Stattdessen konstruieren sie einen Idealtypus, die "Tussi", deren liebster Zeitvertreib es ist, cocktailschlürfend von Chefpositionen und emaskulierten Hausmännchen zu phantasieren: Die Tussi "fühlt sich verarscht, (. . .) die gesellschaftlichen Strukturen sind ihr zu männlich, (. . .) es geht ihr um Macht und Revanche am Mann." Diese "Tussi" kommt immer dann zu Wort, wenn gezeigt werden soll, wie materialistisch-misandrisch die Frau von heute ist.
Schon merkwürdig: Die Autorinnen versichern in ihrer Einleitung, "weder frauenfeindlich noch antifeministisch" zu sein - nur um dann alles, was sie schlecht finden, in einer Horrorfrau zu versinnbildlichen, die es gar nicht gibt. Auf Maskulistenforen und der Facebookseite der Alternative für Deutschland, jener Partei des missverstandenen deutschen Mannes, wird das Buch entsprechend gefeiert.
Was ist nun - abgesehen von manchen inneren Widersprüchen der Bücher - das symptomatische Problem? Es ist schlicht dieses: Alle drei Autorinnen schreiben im Dienst ihrer Thesen am Gegner vorbei.
Vermeintliche Probleme statt reales Gesellschaftsabbild
Ohne Zweifel reüssiert eine Art "Frauen vor!"-Feminismus, der vor allem betriebswirtschaftlich motiviert zu sein scheint. Das zeigt zum Beispiel der große Anklang, den die Facebook-Geschäftsführerin und Multimilliardärin Sheryl Sandberg voriges Jahr mit ihrem Buchprojekt "Lean In" fand. Sandberg ist die perfekte Stichwortgeberin für eine Frauenpolitik, die sich an den Interessen von Top-Frauen mit Top-Ressourcen orientiert. Doch dass diese Politik gemacht wird, ist gerade nicht dem feministischen Diskurs geschuldet, wie Bäuerlein und Knüpling meinen, im Gegenteil. Feministische Kritikerinnen behandelten "Lean In" zumeist als das, was es ist: eine Selbstoptimierungsfibel im Gewand eines Manifests der Geschlechtergerechtigkeit.

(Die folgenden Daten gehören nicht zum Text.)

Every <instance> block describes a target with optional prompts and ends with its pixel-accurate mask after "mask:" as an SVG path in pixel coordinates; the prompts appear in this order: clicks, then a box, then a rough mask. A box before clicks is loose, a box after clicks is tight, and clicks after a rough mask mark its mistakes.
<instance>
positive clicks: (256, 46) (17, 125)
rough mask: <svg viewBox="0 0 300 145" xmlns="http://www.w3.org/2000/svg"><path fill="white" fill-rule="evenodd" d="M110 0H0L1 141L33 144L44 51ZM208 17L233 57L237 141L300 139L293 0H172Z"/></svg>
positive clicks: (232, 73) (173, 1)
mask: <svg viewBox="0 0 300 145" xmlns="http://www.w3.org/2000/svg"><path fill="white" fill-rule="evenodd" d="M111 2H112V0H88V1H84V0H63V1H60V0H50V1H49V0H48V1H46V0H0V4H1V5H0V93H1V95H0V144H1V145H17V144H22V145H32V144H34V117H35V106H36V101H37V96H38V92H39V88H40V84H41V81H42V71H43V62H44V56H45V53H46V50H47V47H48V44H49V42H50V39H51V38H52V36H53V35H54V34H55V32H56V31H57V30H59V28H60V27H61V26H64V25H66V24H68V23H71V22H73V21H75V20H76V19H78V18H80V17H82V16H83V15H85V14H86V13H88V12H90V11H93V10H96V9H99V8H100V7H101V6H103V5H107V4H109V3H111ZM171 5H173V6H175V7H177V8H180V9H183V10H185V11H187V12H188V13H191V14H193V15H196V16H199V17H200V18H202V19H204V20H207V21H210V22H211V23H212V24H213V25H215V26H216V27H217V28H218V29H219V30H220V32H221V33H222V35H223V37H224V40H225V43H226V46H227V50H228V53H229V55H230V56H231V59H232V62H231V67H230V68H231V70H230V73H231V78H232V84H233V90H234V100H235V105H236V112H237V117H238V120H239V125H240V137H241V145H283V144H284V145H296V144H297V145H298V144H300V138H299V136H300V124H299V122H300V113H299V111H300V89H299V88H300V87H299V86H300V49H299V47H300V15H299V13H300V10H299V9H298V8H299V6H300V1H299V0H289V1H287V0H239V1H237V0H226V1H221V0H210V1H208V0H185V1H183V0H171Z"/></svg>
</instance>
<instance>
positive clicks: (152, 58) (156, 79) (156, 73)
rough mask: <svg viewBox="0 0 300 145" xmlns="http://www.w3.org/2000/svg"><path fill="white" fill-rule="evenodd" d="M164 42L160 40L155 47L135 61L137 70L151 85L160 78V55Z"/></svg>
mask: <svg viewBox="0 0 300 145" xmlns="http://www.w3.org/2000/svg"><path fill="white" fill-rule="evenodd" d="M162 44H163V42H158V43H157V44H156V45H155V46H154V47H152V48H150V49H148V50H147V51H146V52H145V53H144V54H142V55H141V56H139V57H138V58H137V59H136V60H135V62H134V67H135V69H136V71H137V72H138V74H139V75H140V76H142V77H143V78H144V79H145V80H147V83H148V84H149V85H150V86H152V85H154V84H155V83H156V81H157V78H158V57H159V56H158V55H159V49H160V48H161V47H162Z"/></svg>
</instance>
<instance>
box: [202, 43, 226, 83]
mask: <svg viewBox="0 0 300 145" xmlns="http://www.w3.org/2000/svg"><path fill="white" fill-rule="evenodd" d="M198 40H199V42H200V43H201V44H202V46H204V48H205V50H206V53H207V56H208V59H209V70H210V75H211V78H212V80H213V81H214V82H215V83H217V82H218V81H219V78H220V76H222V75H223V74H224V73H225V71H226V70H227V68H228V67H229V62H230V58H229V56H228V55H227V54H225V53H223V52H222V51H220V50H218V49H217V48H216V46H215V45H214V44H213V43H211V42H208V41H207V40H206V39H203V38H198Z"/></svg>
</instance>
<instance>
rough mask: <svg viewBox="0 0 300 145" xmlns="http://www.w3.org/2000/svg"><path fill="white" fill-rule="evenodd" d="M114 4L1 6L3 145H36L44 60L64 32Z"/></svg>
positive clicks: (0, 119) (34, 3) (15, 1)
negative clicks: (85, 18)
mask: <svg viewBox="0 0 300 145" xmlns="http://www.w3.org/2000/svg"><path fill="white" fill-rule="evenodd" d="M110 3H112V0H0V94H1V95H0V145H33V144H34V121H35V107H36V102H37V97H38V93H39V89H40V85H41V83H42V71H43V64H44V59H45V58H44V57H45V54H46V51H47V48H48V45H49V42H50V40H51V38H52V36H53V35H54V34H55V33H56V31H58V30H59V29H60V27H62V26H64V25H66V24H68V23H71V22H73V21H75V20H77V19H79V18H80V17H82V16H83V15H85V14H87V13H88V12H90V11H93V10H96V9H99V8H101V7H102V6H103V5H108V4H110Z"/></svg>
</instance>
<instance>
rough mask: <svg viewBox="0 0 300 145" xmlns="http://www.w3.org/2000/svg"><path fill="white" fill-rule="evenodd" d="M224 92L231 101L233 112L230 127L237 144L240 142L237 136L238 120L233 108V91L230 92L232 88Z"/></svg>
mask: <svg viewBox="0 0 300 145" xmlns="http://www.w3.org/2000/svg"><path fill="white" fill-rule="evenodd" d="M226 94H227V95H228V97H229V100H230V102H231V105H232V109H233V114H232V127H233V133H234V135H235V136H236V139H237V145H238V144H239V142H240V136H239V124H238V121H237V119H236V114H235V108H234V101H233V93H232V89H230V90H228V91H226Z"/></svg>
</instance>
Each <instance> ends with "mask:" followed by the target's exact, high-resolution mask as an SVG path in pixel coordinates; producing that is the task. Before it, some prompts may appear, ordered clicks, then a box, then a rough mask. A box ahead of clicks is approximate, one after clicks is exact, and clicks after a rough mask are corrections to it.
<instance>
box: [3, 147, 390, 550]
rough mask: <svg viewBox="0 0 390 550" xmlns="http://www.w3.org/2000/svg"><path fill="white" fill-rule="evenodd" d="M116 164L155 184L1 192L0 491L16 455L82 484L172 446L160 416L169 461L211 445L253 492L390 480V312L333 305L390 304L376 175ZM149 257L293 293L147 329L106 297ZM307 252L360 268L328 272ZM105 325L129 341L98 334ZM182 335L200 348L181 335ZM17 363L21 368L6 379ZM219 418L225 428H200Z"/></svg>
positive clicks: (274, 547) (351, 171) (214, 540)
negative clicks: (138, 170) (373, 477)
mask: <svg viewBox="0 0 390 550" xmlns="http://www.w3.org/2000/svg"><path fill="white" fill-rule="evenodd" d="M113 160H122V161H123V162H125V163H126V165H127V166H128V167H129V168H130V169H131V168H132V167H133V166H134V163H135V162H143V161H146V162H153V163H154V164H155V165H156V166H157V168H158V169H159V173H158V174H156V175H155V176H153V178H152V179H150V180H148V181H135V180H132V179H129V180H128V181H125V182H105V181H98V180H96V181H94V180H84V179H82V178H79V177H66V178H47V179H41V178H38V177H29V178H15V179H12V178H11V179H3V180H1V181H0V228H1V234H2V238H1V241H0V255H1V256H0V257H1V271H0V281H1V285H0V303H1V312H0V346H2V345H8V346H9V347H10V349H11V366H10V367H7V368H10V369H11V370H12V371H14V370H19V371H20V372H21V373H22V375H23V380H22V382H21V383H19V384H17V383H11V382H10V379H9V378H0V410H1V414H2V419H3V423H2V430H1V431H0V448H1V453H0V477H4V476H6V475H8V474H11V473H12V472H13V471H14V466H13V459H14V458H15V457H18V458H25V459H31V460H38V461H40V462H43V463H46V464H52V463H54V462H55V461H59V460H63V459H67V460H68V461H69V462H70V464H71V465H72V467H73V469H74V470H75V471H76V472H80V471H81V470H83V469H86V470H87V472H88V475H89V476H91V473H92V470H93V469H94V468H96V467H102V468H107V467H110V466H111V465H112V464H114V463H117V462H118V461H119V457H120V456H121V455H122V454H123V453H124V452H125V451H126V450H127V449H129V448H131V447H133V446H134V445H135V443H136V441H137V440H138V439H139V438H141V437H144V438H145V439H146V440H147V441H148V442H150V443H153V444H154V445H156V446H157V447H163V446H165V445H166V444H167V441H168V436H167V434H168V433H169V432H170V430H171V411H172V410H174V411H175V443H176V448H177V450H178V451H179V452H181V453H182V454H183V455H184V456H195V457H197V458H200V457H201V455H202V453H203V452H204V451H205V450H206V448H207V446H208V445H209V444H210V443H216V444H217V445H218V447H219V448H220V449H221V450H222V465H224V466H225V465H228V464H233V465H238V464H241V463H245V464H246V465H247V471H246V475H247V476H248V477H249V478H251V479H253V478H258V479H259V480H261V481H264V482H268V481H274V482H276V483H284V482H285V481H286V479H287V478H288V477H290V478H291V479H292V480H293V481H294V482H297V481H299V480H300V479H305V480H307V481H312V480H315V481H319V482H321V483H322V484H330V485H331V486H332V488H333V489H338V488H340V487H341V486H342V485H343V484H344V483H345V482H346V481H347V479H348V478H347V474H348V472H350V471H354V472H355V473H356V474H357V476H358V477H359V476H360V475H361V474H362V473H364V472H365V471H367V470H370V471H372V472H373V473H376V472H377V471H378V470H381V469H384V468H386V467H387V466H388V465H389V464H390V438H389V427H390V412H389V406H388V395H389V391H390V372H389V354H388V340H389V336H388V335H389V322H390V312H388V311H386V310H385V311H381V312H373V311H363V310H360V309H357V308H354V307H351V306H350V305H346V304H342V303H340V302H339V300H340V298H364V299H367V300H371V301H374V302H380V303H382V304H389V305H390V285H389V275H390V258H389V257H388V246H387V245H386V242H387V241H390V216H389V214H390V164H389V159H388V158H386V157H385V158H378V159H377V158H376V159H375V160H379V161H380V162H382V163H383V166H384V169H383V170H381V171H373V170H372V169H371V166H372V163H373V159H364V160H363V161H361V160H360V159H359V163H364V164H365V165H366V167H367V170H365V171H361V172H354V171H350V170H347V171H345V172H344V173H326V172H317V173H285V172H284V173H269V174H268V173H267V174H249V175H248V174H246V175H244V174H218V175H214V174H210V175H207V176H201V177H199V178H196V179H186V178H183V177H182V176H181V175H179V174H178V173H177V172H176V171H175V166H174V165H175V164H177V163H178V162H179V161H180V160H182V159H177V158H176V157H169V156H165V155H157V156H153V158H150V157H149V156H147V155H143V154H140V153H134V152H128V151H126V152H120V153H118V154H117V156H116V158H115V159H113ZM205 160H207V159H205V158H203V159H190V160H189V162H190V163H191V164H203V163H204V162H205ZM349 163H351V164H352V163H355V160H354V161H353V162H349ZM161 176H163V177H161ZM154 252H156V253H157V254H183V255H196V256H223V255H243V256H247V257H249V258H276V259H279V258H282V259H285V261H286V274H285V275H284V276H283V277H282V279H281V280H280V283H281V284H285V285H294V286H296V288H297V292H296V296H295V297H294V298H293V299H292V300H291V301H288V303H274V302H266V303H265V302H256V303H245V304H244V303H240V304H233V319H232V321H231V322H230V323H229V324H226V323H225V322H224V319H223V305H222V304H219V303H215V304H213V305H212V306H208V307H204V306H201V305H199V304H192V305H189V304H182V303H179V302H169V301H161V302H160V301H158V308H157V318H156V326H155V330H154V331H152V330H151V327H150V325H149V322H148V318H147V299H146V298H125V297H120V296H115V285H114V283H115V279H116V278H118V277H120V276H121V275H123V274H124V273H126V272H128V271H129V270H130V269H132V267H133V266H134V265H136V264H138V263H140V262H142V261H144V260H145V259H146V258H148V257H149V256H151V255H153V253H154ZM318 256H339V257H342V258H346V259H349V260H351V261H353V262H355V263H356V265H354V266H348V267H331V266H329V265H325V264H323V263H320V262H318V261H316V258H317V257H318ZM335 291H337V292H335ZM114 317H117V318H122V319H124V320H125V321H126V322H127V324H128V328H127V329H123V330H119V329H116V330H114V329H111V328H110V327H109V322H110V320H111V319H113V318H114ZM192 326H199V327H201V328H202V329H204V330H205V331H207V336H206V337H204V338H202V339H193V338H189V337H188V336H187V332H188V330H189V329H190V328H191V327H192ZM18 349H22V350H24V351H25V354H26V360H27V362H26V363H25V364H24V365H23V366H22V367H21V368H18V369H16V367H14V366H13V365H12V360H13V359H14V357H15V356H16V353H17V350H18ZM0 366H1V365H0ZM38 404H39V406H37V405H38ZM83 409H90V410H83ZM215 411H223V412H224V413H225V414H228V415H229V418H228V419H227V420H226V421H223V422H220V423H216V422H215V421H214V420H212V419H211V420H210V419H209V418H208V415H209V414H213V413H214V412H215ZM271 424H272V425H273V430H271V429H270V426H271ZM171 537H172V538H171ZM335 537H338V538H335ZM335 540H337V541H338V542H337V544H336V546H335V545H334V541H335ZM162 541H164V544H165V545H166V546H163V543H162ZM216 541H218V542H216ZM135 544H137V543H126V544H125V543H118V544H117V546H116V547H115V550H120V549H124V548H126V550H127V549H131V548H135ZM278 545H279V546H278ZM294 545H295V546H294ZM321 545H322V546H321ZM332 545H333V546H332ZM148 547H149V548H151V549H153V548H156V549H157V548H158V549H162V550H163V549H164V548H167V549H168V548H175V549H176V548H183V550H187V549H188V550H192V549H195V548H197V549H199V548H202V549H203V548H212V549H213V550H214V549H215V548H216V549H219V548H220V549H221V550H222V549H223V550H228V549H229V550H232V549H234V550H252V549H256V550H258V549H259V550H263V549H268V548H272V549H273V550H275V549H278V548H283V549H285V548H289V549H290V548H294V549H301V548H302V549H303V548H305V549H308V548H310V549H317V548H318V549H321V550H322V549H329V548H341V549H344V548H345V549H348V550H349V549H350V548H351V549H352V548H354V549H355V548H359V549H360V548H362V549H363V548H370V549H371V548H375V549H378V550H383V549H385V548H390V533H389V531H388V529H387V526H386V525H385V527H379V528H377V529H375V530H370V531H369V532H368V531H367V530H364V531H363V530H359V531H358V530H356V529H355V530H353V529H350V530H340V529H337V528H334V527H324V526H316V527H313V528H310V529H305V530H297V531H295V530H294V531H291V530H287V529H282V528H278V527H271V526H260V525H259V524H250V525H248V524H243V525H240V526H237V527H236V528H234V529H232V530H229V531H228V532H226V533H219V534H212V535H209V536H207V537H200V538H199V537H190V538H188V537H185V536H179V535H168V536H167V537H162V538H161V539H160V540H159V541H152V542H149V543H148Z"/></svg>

Für die feministische Debatte viel wichtiger war da schon Alison Wolfs "Der XX Faktor". Die Langzeitstudie zeigt, dass der massenhafte Eintritt von Frauen auf den Arbeitsmarkt bisher vor allem denjenigen genutzt hat, die ohnehin sozioökonomisch privilegiert sind. Es gibt genügend mehr oder weniger prominente Feministinnen - Laurie Penny, Nancy Fraser oder Susan Faludi - die sich mit der Verstrickung weiblicher Emanzipation und kapitalistischer Interessen auseinandersetzen. Seltsamerweise findet sich in "Tussikratie" kein einziger Hinweise auf eine dieser Autorinnen. Offenbar waren Bäuerlein und Knüpling zu sehr damit beschäftigt, sich die schreckliche Macht einer fiktiven Horrortussi vorzustellen, um sich mit der Debatte zu beschäftigen, die von denen geführt wird, die tatsächlich etwas ändern wollen.
Auch Korbiks Prämisse einer vermeintlichen Ekelhürde, die junge Menschen überwinden müssten, um sich mit feministischen Inhalten auseinanderzusetzen, liest sich in Zeiten einer blühenden jungen Feminismuskultur im Netz reichlich absurd. Mehr Wiedererkennungswert als den jener frischen jungen Frauen, die zuletzt sexistische Alltagsstrukturen unter dem Hashtag #Aufschrei in aller Öffentlichkeit zum Thema machten, könnte keine Marketingkampagne bieten. Wieder fragt man sich: Wer ist hier eigentlich gemeint?